ANDROID: cpufreq: track per-task time in state
authorConnor O'Brien <connoro@google.com>
Thu, 1 Feb 2018 02:11:57 +0000 (18:11 -0800)
committerConnor O'Brien <connoro@google.com>
Tue, 6 Mar 2018 20:37:28 +0000 (20:37 +0000)
Add time in state data to task structs, and create
/proc/<pid>/time_in_state files to show how long each individual task
has run at each frequency.
Create a CONFIG_CPU_FREQ_TIMES option to enable/disable this tracking.
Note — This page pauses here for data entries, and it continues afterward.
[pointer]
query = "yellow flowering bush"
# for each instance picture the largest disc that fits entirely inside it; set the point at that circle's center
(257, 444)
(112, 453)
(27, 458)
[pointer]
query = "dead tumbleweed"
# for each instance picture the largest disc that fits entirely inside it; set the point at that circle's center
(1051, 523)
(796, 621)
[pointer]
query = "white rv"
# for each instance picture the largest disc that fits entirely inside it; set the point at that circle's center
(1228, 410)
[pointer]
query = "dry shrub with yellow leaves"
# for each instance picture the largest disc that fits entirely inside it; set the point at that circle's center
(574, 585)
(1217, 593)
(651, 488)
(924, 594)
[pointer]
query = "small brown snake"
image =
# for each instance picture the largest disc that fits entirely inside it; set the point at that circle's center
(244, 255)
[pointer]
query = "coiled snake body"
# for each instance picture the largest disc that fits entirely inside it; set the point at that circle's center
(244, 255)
Signed-off-by: Connor O'Brien <connoro@google.com>
Bug: 72339335
Test: Read /proc/<pid>/time_in_state
Change-Id: Ia6456754f4cb1e83b2bc35efa8fbe9f8696febc8

drivers/cpufreq/Kconfig
drivers/cpufreq/Makefile
drivers/cpufreq/cpufreq.c
drivers/cpufreq/cpufreq_times.c [new file with mode: 0644]
fs/proc/base.c
include/linux/cpufreq_times.h [new file with mode: 0644]
include/linux/sched.h
kernel/exit.c
kernel/sched/core.c
kernel/sched/cputime.c

index 0dcc74e..ac1bb26 100644 (file)
@@ -46,6 +46,15 @@ config CPU_FREQ_STAT_DETAILS
 
          If in doubt, say N.
 
+config CPU_FREQ_TIMES
+       bool "CPU frequency time-in-state statistics"
+       default y
+       help
+         This driver exports CPU time-in-state information through procfs file
+         system.
+
+         If in doubt, say N.
+
 choice
        prompt "Default CPUFreq governor"
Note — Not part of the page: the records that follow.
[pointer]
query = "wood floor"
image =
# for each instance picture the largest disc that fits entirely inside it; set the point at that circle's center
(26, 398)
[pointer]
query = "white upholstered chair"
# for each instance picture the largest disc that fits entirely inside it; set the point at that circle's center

        default CPU_FREQ_DEFAULT_GOV_USERSPACE if ARM_SA1100_CPUFREQ || ARM_SA1110_CPUFREQ
index 04e6324..54070bf 100644 (file)
@@ -4,7 +4,10 @@ obj-$(CONFIG_CPU_FREQ)                 += cpufreq.o freq_table.o cpufreq_governor_attr_set.o
 # CPUfreq stats
 obj-$(CONFIG_CPU_FREQ_STAT)             += cpufreq_stats.o
 
-# CPUfreq governors 
+# CPUfreq times
+obj-$(CONFIG_CPU_FREQ_TIMES)           += cpufreq_times.o
+
+# CPUfreq governors
 obj-$(CONFIG_CPU_FREQ_GOV_PERFORMANCE) += cpufreq_performance.o
 obj-$(CONFIG_CPU_FREQ_GOV_POWERSAVE)   += cpufreq_powersave.o
 obj-$(CONFIG_CPU_FREQ_GOV_USERSPACE)   += cpufreq_userspace.o
index 620ab22..5dfea63 100644 (file)
@@ -19,6 +19,7 @@
 
 #include <linux/cpu.h>
 #include <linux/cpufreq.h>
+#include <linux/cpufreq_times.h>
 #include <linux/delay.h>
 #include <linux/device.h>
 #include <linux/init.h>
@@ -437,6 +438,7 @@ static void __cpufreq_notify_transition(struct cpufreq_policy *policy,
                pr_debug("FREQ: %lu - CPU: %lu\n",
                         (unsigned long)freqs->new, (unsigned long)freqs->cpu);
                trace_cpu_frequency(freqs->new, freqs->cpu);
+               cpufreq_times_record_transition(freqs);
                srcu_notifier_call_chain(&cpufreq_transition_notifier_list,
                                CPUFREQ_POSTCHANGE, freqs);
                if (likely(policy) && likely(policy->cpu == freqs->cpu))
@@ -1342,6 +1344,7 @@ static int cpufreq_online(unsigned int cpu)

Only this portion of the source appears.